11-го, около полудня, я получил наконец лошадей, приготовил все к отъезду и затем, приняв из придворной кассы его высочества 75 рублей на прогоны и из императорского приказа или канцелярии 27 рублей 36 копеек на фураж отсюда до Новгорода (потому что до этого города нельзя получать его без платы), отправился в час пополудни с своими людьми и лошадьми в путь и в тот же день проехал 25 верст. Еще не доезжая до первой станции, я встретил на дороге обеих императорских принцесс со всею их свитою, довольно многочисленною. Они вскоре после меня оставили С.-Петербург и ехали в сопровождении тайного советника Толстого. Моя свита состояла со мною из 8 человек, но кроме того с нами были большая карета его высочества, недавно привезенная из Берлина, и 5 небольших саней, из которых одни служили мне дорожным экипажем. С половины дороги я послал солдата вперед для заготовления квартиры, что он и исполнил как нельзя лучше; все нужные распоряжения насчет фуража были сделаны им с необыкновенной поспешностью, несмотря на то что мы поздно прибыли на место. Я велел одному из конюхов спать в конюшне при лошадях и иметь там всю ночь засвеченный фонарь; поставил также крестьянина караулить карету и прочие вещи, приказав ему в то же время смотреть, чтобы никто из ямщиков не уводил своих лошадей: они хотя и получают известную плату, однако ж до того измучены усиленною ездою, что охотно оставляют уже заработанные ими деньги и возвращаются домой.

1722

Январь

27-го. После обеда приехал г. Кампредон в глубочайшем трауре и передал его королевскому высочеству два письма, в которых извещалось о смерти матери регента Франции. По этому случаю траур при императорском дворе будет наложен уже завтра, а при нашем послезавтра. После 5 часов его королевское высочество с Измайловым и со всею своею свитою в величайшем параде отправился в Старо-Преображенское, где назначено было праздновать день рождения старшей императорской принцессы Анны. Мы нашли там императрицу, герцогиню Мекленбургскую, сестру ее – принцессу Прасковию и всех находящихся в Москва знатных дам, начиная с 10-летнего возраста, также множество мужчин. Все они уже заняты были танцами, продолжавшимися до 11 часов, когда приехал император, который перед тем пировал в нашей Слободе сперва у купца Конау, потом у молодого купца Мейера. Императрица в этот раз много говорила с его королевским высочеством, нашим герцогом, равно как и император, разговаривавший, впрочем, в продолжение короткого времени, проведенного им с нами, большей частью с приехавшим накануне из Франции послом Долгоруким. В то время как герцог в ожидании его величества прохаживался в передней, мы увидели там дочь несчастного Писарева, до того закутанную и убитую горестью, что ее почти нельзя было узнать. Она говорила с капитаном, который исправлял теперь должность обер-прокурора, и намеревалась, если будет удобный случай, пасть к ногам императрицы и просить за своего несчастного отца.

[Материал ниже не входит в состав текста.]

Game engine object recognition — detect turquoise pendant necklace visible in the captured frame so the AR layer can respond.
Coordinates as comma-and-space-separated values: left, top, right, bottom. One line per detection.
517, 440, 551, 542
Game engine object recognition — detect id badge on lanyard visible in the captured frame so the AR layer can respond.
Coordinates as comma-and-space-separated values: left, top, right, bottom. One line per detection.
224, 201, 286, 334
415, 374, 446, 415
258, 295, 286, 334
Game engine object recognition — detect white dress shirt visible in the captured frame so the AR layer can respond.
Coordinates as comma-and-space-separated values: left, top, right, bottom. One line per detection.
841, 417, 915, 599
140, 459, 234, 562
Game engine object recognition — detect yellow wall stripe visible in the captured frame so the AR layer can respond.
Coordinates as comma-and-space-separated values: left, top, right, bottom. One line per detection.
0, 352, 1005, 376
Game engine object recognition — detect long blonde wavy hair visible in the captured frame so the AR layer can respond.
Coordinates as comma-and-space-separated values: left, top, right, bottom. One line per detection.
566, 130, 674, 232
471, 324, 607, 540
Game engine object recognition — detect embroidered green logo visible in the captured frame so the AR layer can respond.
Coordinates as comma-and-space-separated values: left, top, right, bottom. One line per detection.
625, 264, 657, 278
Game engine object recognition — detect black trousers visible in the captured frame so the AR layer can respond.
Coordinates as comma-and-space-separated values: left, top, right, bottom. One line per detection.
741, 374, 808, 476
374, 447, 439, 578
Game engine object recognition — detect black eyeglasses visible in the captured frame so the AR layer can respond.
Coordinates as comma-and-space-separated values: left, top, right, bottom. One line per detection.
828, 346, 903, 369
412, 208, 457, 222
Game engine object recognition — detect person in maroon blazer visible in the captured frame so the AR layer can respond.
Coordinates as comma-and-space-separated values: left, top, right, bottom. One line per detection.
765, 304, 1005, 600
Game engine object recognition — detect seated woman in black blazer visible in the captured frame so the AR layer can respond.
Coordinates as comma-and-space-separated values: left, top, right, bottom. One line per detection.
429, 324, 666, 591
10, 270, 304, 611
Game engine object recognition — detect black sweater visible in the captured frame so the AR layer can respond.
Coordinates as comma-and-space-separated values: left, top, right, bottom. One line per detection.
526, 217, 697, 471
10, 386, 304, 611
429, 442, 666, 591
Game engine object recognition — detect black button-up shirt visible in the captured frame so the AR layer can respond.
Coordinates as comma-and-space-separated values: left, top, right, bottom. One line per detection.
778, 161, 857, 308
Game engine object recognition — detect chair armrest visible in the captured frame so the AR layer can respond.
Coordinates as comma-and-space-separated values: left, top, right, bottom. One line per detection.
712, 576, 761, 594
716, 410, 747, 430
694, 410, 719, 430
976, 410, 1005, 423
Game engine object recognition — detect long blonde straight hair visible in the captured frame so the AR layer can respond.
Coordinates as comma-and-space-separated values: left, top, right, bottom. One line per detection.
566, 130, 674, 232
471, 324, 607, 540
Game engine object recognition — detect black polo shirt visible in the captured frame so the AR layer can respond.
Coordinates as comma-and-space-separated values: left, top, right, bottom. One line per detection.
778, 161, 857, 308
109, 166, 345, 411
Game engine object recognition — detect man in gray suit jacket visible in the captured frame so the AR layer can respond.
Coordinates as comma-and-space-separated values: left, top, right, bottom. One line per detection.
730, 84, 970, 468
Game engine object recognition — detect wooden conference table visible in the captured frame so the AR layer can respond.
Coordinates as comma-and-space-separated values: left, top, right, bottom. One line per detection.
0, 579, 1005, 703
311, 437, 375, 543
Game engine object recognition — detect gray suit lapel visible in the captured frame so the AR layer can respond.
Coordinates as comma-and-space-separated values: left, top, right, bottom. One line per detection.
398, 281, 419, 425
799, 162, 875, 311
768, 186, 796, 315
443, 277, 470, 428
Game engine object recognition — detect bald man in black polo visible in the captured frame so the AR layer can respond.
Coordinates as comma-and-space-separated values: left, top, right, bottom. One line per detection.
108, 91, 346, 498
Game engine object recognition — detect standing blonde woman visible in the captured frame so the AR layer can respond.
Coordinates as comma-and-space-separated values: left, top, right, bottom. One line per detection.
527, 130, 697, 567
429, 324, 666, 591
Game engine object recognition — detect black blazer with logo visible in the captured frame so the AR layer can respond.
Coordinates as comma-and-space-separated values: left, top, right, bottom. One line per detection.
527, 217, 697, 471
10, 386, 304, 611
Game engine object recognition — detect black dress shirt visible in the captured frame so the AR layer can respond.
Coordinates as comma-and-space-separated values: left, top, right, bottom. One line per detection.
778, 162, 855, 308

Портрет царицы в пожилом возрасте, одетой по новой европейской моде.

Художник И. Н. Никитин. 1720-е гг.

Царица Прасковья Федоровна (1664–1723) – русская царица, супруга царя Ивана V (с 1684 года), мать императрицы Анны Иоанновны


Между тем нам сообщили за верное, что у Шафирова уже вчера Брюс отобрал голубую ленту, а Мамонов шпагу; также что последний запечатал все шафировские и писаревские вещи и из первых уже несколько сундуков отвез в Преображенское. Прежде чем общество разошлось, полицеймейстер всем объявил, что послезавтра собранию назначено быть у его высочества, нашего герцога, и что гости обязаны явиться туда в черном платье. Обо всем этом мы ничего не знали до тех пор, пока г. Измайлов незадолго до означенной повестки не сказал его высочеству, что император приказал, чтоб ассамблея тотчас после него была у нас. Надобно было согласиться, несмотря на всю краткость срока.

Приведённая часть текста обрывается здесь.